To test the utility of METLIN-NL we examined two different types of molecular structures, oxylipins and a pharmaceutical (statin) drug and its demethylated metabolite. Oxylipins14 represent a class of highly active lipid metabolites ubiquitous in humans and plants, and specifically, the phytoprostanes (PhytoPs) class of oxylipins resemble prostaglandin-like compounds that are found in seeds and vegetable oils derived from oxidative cyclization of α-linolenic acid. Since PhytoPs are a class of highly structurally related oxylipins and are suspected to have additional unidentified analogs,14–16 we chose them to demonstrate the utility of METLIN-NL. Tandem MS and NL data were recently generated on a set of PhytoPs, including the structural analogs 16-B1-PhytoP and 16-keto 16-B1-PhytoP (Figure 2). When trying to extrapolate/correlate the observed tandem MS spectra of the two PhytoPs, classic similarity searching was of very limited value providing only one overlapping ion, even though some fragments presented an expected two Dalton difference (Figure 2A). This exemplifies that two structurally very similar molecules can yield highly different MS2 spectra limiting similarity searching possibilities and thereby severely impacting the usefulness of this approach for the identification of chemically closely related substances. However NL similarity analysis yielded multiple overlapping NLs (Figure 2B). Further analysis of the tandem MS data as well as the molecular weight difference between the two molecules being 2 Daltons, were consistent with 16-keto 16-B1-PhytoP. This NL data (unlike the MS2 data) helped to easily correlate the two molecules, and the distinguishing NL and fragment ions exclusive to 16-keto 16-B1-PhytoP and 16-B1-Phyto provided significant structural information.

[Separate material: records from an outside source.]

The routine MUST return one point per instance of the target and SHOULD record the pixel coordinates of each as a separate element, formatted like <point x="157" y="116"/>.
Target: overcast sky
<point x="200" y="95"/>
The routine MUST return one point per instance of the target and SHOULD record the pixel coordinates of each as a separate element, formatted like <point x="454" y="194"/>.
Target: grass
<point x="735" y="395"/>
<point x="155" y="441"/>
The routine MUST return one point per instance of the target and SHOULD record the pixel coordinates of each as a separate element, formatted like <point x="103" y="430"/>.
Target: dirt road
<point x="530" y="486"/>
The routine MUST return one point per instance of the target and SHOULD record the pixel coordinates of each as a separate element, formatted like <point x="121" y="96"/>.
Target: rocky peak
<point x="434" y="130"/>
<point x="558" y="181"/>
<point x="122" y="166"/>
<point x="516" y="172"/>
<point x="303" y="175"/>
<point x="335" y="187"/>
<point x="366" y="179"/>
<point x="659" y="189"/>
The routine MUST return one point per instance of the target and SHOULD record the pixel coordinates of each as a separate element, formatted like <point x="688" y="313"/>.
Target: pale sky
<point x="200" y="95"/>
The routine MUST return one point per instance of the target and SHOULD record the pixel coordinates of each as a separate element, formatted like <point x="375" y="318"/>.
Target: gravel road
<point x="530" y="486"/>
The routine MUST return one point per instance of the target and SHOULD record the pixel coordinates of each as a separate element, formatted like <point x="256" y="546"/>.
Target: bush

Another example with dimethyl sphingosine and sphingosine C20 (Figure 3A & 3B) further shows the synergy that MS2 and NL data can have between structural analogues. Dimethyl sphingosine and sphingosine C20 (A) MS2 and (B) NL data, each have the same elemental composition yet distinct structures. In this case both the MS2 data and the NL data show multiple overlapping peaks thus representing an example where both types of complementary data provide confirmation of the structural similarity yet each has unique distinguishing information.
The purpose of having a large database is to help reduce the need for speculation, and allow for the rapid identification of molecules. However, since many molecular structures are not represented in any database, similarity analyses offer an alternative in the preliminary characterization process. This process extends beyond naturally occurring molecules and can be applied just as readily to xenobiotics and other chemical entities. The third example in applying METLIN-NL is shown here for a non endogenous drug molecule and its metabolite.

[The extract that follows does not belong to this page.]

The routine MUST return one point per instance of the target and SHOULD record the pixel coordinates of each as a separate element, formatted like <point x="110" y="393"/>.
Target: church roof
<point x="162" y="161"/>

The well known cholesterol-lowering statin drug rosuvastatin17 (trade name Crestor) and its active metabolite desmethyl rosuvastatin18 differ in mass by 14 Daltons (demethylation reaction) and the MS2 and NL data (Figure 4A & 4B) of these two molecules have recently been acquired and populated within METLIN and METLIN-NL. As was observed with the oxylipins, tandem MS data was of limited utility when searching METLIN (Figure 4A), where 3 fragment ions were overlapping between the two molecules. However NL matching/detection showed near complete overlap (Figure 4B). Further analysis of the tandem MS data as well as the molecular weight difference between the two molecules being 14 Daltons, were consistent with loss of a methyl group. For the rosuvastatin NL data, the overlap in the NL data clearly dominated the comparative analyses, making similarity searching much more effective using NL while the MS2 data provided complementary information that was informative for structural determination. Overall, the NL data which was completely derived from the MS2 data, is more effective (than MS2) at showing similarity.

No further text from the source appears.